Eso ha pasado este verano. El balance es equilibrado: dos han fenecido, una no estoy segura de que aun viva, y tres han sobrevivido, curiosamente las más grandes, quizá las más fuertes.
Nuevas tareas
La mayor de ellas, un precioso regalo que me hicieron buscando una planta sumamente resistente, ha perdido algunas ramas. Se han secado. Pero lo que más me ha llamado la atención es que, en la misma maceta, de la misma planta, han nacido dos nuevos retoños. Sí, tiernos y fuertes, de un verde claro y vivo, al resguardo de las ramas más maduras y muy cerca de las dos o tres secas, arrugadas y amarillas.

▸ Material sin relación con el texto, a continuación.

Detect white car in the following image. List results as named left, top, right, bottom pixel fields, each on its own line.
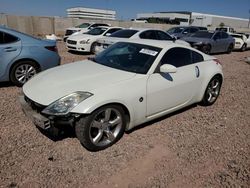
left=63, top=23, right=110, bottom=42
left=231, top=33, right=250, bottom=51
left=94, top=28, right=190, bottom=54
left=66, top=26, right=122, bottom=53
left=20, top=40, right=223, bottom=151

Y he pensado que no es poco para terminar el verano. Todo –si no es Dios– nace y muere, pero cuando lo amamos, aunque lo sepamos, nos cuesta acogerlo con agradecimiento, sin que la tristeza y un puntito de rabia nos rodee.
Por eso me he propuesto tres tareas. Primero, echar un vistazo por fuera y por dentro de mí y detectar con calma todo aquello que está muriendo o ha muerto del todo, para no mantenerlo sin remedio, para no volcar más fuerzas de las necesarias, no culpabilizarme demasiado por la parte que yo haya puesto (si hay alguna) y dar gracias. Sí, dar gracias. Porque ha existido, porque ha formado parte de un tramo de mi camino y porque me recuerda que yo estoy tan de paso como cualquiera de mis pequeñas y preciosas plantas muertas.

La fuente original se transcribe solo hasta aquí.